PROBOLINGGO  – Korban meninggal dunia akibat kebakaran ruko di Desa Sebaung, Kecamatan Gending, Kabupaten Probolinggo pada pekan lalu, kini berjumlah 5 orang. Korban terakhir yang terkonfirmasi meninggal adalah Koptu Santoso, anggota Kodim 0820 Probolinggo.

Meninggalnya Koptu Santoso dibenarkan oleh Dandim 0820 Probolinggo Letkol Inf. Imam Wibowo. Koptu Santoso dinyatakan meninggal pada Sabtu (28/3) sekitar pukul 08.00. Sebelumnya, anggota TNI asal Kediri ini sempat menjalani perawatan selama 9 hari di Rumah Sakit Syaiful Anwar (RSSA) Malang.

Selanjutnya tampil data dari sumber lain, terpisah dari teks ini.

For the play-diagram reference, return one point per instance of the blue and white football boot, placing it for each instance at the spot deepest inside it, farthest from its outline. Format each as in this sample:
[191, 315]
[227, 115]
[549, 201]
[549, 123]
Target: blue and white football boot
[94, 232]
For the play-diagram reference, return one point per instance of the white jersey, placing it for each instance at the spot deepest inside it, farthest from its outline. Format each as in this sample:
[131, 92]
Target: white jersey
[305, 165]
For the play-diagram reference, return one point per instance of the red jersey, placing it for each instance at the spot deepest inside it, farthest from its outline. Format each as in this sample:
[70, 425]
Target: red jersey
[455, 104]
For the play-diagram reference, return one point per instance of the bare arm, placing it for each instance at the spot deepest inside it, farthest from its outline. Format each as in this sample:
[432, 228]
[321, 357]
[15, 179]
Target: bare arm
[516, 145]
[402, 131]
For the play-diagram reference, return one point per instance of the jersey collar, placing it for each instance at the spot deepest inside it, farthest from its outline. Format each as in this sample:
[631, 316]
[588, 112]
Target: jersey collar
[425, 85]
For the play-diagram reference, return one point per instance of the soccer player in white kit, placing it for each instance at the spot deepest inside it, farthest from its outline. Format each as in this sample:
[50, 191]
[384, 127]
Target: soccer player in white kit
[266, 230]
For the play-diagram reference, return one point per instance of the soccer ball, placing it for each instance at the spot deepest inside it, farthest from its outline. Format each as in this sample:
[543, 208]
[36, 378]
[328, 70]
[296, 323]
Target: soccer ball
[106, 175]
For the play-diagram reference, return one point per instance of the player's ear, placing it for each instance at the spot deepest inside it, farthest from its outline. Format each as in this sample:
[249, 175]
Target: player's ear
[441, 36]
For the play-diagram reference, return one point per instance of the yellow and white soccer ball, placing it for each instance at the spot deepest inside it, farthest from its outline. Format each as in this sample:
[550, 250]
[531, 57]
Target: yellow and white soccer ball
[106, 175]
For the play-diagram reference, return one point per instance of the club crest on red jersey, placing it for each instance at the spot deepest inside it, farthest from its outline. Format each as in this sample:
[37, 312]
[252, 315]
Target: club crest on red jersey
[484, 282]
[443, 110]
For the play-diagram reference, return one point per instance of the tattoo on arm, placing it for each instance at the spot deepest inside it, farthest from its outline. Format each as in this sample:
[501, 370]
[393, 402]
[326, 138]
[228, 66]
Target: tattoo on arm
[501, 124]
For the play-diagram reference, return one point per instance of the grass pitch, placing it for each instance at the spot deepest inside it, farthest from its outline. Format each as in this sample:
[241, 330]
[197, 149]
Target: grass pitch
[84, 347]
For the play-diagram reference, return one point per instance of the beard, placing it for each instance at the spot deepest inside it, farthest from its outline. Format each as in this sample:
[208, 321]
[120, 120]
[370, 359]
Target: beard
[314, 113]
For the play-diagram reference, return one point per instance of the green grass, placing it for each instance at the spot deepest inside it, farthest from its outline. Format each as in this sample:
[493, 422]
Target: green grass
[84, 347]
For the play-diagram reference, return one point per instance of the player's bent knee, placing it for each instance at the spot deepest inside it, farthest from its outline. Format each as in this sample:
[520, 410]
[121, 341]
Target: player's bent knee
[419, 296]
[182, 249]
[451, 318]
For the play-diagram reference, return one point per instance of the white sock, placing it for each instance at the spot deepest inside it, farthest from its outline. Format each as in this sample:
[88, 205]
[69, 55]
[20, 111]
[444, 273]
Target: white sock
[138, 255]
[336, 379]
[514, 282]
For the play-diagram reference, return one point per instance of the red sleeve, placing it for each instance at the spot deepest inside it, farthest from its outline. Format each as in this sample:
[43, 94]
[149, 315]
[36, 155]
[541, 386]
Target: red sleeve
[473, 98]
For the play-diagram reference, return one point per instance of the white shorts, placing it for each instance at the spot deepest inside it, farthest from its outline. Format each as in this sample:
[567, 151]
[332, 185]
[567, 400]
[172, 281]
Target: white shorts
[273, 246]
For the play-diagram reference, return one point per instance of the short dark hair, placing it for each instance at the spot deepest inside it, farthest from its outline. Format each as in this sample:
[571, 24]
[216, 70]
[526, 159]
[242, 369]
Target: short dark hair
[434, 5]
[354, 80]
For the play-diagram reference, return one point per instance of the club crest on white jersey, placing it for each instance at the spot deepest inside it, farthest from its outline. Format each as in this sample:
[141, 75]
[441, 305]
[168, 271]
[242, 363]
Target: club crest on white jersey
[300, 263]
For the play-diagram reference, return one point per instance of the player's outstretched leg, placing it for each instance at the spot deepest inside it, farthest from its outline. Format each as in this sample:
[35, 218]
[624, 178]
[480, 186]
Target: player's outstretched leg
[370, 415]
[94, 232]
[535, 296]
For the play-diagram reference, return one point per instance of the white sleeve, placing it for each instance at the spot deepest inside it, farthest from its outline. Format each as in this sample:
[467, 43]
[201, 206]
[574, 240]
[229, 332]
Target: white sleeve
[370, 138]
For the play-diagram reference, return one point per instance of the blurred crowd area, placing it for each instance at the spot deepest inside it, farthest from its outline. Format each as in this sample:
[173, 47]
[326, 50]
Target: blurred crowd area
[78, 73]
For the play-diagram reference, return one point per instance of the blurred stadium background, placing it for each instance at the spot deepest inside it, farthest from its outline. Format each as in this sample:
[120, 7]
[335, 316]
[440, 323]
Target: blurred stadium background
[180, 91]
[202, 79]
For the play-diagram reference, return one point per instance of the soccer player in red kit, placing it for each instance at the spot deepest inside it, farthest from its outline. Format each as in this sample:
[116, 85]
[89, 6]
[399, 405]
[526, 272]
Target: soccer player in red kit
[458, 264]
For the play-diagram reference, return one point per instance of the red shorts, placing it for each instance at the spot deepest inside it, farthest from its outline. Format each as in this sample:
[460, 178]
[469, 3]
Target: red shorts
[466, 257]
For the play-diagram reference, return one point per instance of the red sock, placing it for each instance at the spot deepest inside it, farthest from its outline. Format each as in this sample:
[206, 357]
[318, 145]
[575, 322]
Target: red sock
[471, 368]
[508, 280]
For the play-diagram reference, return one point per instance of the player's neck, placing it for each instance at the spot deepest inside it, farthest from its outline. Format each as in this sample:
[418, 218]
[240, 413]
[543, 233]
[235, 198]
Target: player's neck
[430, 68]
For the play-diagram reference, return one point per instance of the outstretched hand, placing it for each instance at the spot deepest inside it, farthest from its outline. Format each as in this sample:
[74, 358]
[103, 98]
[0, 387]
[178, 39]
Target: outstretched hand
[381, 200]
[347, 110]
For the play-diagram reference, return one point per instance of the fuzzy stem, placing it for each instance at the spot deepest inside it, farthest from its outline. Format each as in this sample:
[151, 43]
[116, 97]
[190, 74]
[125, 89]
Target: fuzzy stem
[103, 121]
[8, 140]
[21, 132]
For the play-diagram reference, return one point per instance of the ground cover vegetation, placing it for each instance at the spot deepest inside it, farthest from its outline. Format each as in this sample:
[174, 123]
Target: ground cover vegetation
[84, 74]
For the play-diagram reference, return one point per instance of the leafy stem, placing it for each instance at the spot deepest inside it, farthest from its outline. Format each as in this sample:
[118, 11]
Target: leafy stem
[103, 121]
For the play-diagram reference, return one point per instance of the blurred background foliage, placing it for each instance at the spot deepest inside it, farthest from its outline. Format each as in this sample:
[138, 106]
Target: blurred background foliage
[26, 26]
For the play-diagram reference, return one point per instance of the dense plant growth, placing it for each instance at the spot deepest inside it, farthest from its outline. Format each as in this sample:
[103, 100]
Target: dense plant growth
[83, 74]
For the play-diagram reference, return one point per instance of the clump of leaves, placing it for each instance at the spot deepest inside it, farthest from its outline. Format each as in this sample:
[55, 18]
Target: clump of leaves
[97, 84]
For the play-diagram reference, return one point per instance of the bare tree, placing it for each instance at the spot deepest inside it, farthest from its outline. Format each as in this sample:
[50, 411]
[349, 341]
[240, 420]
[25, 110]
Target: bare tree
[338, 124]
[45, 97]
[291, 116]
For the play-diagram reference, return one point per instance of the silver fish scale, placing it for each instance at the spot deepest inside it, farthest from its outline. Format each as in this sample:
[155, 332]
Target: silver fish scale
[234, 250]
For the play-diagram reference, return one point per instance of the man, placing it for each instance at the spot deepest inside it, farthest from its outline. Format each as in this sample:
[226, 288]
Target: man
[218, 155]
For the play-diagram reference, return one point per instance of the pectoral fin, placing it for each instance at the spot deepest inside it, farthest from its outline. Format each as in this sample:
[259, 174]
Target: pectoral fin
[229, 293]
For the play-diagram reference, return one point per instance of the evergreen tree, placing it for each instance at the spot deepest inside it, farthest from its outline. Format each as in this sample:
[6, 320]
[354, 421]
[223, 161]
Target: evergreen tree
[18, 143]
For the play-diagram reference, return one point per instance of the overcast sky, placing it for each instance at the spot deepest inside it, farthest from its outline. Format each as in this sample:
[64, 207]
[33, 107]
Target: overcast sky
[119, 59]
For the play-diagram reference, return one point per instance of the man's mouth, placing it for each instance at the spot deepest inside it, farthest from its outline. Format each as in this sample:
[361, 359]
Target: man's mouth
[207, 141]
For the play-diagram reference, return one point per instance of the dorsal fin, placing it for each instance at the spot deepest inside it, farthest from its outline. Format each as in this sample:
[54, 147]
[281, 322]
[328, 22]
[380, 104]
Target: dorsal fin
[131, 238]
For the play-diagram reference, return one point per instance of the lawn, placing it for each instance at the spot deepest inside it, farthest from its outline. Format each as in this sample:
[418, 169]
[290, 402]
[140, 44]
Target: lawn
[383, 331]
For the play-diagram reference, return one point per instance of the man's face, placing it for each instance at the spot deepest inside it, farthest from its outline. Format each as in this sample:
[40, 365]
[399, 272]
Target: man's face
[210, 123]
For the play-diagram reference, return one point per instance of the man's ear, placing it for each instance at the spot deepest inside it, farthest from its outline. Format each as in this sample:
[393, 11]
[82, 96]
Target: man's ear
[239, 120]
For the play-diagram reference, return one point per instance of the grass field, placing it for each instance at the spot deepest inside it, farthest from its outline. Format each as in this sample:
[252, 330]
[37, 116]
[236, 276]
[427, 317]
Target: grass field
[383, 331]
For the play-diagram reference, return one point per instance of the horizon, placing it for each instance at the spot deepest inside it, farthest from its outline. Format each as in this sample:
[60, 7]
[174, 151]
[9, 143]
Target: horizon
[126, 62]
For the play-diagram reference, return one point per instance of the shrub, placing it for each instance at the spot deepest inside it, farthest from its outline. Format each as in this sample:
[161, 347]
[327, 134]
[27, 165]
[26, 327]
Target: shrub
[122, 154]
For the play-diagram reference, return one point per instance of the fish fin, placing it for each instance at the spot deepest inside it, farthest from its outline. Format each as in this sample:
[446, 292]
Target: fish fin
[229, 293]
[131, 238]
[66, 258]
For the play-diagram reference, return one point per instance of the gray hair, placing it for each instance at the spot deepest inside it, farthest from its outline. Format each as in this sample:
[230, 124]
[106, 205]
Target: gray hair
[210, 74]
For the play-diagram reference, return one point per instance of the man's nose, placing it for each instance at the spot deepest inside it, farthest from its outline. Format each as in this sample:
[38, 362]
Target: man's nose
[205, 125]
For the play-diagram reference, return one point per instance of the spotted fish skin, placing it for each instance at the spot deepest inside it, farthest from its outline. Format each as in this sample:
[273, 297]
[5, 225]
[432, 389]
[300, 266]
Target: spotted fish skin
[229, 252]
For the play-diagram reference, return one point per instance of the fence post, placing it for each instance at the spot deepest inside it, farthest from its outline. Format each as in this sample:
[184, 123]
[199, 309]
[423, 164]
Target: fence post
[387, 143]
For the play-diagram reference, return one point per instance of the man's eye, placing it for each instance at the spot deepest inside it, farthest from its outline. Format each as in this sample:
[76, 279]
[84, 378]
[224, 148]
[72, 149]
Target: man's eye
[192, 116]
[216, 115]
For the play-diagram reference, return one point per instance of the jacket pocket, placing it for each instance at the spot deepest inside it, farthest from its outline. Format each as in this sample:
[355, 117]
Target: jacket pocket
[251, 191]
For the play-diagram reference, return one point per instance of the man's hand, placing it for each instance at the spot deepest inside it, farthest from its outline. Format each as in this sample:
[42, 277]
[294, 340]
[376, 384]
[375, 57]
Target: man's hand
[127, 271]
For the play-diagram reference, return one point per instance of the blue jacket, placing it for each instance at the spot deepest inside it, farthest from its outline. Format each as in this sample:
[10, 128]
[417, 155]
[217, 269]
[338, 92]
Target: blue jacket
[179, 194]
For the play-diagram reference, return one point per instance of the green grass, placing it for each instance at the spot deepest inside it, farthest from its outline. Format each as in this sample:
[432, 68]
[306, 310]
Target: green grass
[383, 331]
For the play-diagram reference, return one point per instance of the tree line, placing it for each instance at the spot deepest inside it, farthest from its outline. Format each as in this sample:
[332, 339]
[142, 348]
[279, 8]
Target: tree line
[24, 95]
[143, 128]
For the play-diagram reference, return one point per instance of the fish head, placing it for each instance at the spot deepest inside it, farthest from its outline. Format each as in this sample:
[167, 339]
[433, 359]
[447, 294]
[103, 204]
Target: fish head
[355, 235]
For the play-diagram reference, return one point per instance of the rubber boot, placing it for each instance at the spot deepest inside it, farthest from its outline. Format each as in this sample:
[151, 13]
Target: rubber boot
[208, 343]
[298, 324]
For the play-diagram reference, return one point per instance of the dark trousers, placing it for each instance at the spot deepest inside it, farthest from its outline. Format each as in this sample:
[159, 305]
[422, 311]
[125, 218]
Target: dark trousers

“Betul, kami turut berduka atas meninggalnya anggota kami. Almarhum meninggal di rumah sakit setelah mengalami luka bakar 45 persen,” kata Letkol Imam Wibowo, Minggu (29/3) kemarin.

Dijelaskannya perwira tingkat menengah itu, Koptu Santoso tidak dikebumikan di Jember sesuai berdomisilinya bersama keluarga. Namun, akan dikebumikan dengan upacara militer di Kediri, tempat kelahirannya. “Jenazah telah dikebumikan di Kediri. Sesuai dengan kesepakatan pihak keluarga,” katanya.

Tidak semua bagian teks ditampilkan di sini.